Question

XSLT. IF statement, or something more powerful

Asked by: silentz

Hello all.

I'm using XSLT to display data from an xml file.
Here's a very simplified idea of the format of the XML file

<Practice>
   <PracticeName>Practice One</PracticeName>
   <Doctor>
      <sex>M</sex>
   </Doctor>
   <Doctor>
      <sex>F</sex>
   </Doctor>
</Practice>

So a practice can have one or more Doctors, each of which has a sex node. That sounds dirty :)

Anyway. I need to ONLY SHOW A PRACTICE IF IT HAS AT LEAST 1 FEMALE DOCTOR.

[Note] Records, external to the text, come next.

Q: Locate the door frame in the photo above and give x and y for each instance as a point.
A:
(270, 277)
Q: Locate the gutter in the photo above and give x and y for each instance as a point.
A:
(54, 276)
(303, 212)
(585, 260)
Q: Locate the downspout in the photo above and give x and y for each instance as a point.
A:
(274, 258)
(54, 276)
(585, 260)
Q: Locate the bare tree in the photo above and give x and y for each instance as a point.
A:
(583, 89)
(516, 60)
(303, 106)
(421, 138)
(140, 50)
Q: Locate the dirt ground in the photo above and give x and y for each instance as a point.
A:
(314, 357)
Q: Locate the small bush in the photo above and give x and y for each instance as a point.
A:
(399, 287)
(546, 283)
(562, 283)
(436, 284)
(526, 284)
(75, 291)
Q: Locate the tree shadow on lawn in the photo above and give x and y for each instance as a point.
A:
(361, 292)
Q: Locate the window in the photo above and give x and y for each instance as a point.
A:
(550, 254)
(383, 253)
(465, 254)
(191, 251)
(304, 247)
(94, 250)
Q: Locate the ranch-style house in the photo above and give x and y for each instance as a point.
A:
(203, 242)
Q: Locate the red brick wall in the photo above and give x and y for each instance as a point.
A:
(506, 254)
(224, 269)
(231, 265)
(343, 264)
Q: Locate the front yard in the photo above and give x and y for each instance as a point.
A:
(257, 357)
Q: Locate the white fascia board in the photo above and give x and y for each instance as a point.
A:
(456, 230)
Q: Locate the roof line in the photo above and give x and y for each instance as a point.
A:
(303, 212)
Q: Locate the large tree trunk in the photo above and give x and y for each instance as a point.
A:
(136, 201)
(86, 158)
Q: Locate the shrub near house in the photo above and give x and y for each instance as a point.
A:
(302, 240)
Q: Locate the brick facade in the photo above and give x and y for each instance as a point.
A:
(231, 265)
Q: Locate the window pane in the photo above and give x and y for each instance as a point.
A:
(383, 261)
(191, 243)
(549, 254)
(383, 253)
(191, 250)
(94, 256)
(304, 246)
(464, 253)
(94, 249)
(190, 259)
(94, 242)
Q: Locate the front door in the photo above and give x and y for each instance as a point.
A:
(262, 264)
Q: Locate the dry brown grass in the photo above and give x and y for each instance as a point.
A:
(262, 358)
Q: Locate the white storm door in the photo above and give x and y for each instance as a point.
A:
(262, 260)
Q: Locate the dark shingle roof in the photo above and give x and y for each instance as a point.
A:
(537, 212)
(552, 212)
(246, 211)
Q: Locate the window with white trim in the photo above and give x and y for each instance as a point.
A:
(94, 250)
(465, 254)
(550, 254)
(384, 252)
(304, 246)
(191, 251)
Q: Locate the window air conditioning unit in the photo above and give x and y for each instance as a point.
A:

I can filter out the Male doctors in a practice, but if there are only male doctors, it still shows the PracticeName. I would like it to completely skip the practice if there are no Females.

Here's pseudocode for what i'm trying to do (and how i'd do it in vb)

for each Practice
   for each Doctor
      if sex = 'M' then foundmale = true
   next
   if foundmale = false then
      Print Practice
   end if
next

Comprendez?  I think either a) XSLT cant do what i'm trying to do in which case its crap. or more likely b) I just dont know enough XSLT.

Something along the lines of <xsl:if test="count(sex='M')>0">  is what i'm looking for. But that obviously doesnt work!

Any help is appreciated greatly.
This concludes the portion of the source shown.